Flaneuse is the female version of flanuer, which means, in basic terms, a person who walks around idly, examining his environment and his surroundings. Charles Baudelaire states it beautifully after Paris was being rebuilt by Napoleon III and Baron Haussmann during the 1860s.
“The crowd is his element, as the air is that of birds and water of fishes. His passion and his profession are to become one flesh with the crowd. For the perfect flâneur, for the passionate spectator, it is an immense joy to set up house in the heart of the multitude, amid the ebb and flow of movement, in the midst of the fugitive and the infinite. To be away from home and yet to feel oneself everywhere at home; to see the world, to be at the centre of the world, and yet to remain hidden from the world—impartial natures which the tongue can but clumsily define. The spectator is a prince who everywhere rejoices in his incognito. The lover of life makes the whole world his family, just like the lover of the fair sex who builds up his family from all the beautiful women that he has ever found, or that are or are not—to be found; or the lover of pictures who lives in a magical society of dreams painted on canvas. Thus the lover of universal life enters into the crowd as though it were an immense reservoir of electrical energy. Or we might liken him to a mirror as vast as the crowd itself; or to a kaleidoscope gifted with consciousness, responding to each one of its movements and reproducing the multiplicity of life and the flickering grace of all the elements of life.”

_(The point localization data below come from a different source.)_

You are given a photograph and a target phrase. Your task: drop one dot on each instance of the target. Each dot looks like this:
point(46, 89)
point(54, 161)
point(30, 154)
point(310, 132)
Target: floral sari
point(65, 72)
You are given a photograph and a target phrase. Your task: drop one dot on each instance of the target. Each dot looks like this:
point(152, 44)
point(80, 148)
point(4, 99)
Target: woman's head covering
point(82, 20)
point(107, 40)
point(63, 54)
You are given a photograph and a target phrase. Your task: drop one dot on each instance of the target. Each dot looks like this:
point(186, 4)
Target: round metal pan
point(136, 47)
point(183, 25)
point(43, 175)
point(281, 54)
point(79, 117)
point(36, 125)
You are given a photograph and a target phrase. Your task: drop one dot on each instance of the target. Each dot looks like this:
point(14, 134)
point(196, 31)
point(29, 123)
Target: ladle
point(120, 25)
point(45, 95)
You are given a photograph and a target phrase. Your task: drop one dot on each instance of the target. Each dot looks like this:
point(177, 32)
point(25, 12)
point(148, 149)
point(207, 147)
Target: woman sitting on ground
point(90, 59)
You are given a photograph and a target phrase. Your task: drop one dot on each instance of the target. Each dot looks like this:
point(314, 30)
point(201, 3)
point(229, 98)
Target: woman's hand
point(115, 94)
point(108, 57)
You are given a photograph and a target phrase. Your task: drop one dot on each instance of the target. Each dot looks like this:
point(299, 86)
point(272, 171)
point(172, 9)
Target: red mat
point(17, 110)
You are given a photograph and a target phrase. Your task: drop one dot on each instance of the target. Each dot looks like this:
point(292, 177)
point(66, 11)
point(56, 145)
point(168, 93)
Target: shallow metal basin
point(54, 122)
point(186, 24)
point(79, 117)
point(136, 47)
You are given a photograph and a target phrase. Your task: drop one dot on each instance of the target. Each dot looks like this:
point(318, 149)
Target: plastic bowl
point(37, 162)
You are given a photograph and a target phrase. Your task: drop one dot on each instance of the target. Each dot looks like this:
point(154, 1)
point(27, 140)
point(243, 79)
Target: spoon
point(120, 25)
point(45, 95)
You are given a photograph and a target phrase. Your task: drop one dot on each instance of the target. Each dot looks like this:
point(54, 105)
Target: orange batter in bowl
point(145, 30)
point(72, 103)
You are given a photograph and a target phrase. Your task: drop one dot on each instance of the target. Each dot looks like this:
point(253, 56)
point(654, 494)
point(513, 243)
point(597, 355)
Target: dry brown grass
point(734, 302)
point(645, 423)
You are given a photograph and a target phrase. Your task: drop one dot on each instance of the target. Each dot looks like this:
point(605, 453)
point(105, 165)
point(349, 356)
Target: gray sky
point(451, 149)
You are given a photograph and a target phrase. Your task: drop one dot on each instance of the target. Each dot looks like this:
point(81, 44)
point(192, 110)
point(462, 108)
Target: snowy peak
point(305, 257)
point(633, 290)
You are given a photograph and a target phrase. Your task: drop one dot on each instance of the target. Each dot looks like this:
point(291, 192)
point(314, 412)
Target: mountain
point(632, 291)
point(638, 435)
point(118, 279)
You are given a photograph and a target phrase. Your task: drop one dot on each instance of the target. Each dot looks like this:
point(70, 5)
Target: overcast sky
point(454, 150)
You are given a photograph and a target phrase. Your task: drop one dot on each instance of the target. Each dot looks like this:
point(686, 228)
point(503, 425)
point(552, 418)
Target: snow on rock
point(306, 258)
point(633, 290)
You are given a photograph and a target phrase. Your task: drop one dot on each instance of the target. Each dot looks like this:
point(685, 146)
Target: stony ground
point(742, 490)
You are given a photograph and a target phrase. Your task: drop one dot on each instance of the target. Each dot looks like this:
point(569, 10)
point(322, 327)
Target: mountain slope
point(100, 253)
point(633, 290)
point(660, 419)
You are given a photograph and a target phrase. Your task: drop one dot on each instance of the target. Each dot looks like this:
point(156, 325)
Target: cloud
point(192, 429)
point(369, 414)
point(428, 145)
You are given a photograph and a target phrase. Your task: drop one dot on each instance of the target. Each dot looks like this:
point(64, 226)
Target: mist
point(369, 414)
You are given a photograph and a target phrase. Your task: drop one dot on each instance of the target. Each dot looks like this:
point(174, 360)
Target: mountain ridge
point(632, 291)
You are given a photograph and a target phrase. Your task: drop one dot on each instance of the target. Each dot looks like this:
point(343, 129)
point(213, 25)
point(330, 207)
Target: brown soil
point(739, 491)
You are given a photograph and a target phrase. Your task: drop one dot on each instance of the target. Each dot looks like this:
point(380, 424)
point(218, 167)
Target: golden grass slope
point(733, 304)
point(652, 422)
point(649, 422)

—Charles Baudelaire, “The Painter of Modern Life”, (New York: Da Capo Press, 1964). Orig. published in Le Figaro, in 1863.
However, because of the times it was coined in, no mention of women flanuer was ever mentioned. George Sand, famale author during the 19 th century, disguised herself as a man in order to walk the streets of Paris. Think about it. It was truly a man’s world and if a woman was walking around idling about she would be looked at unfavorably. But it’s the 21st Century, and women can walk about, observe, and document her surroundings as well. I have been doing this for over 15 years with my camera, but at that time I didn’t realize I was a flanuese. However, now I feel totally free to capture details of the cities I love. So my friends, I know this was a brief introduction of “why flanuese”, but as I am looking through the Internet more and more flanuese’s are breaking through, which is a good sign.
I welcome you to take this journey with me, and see what we can discover together.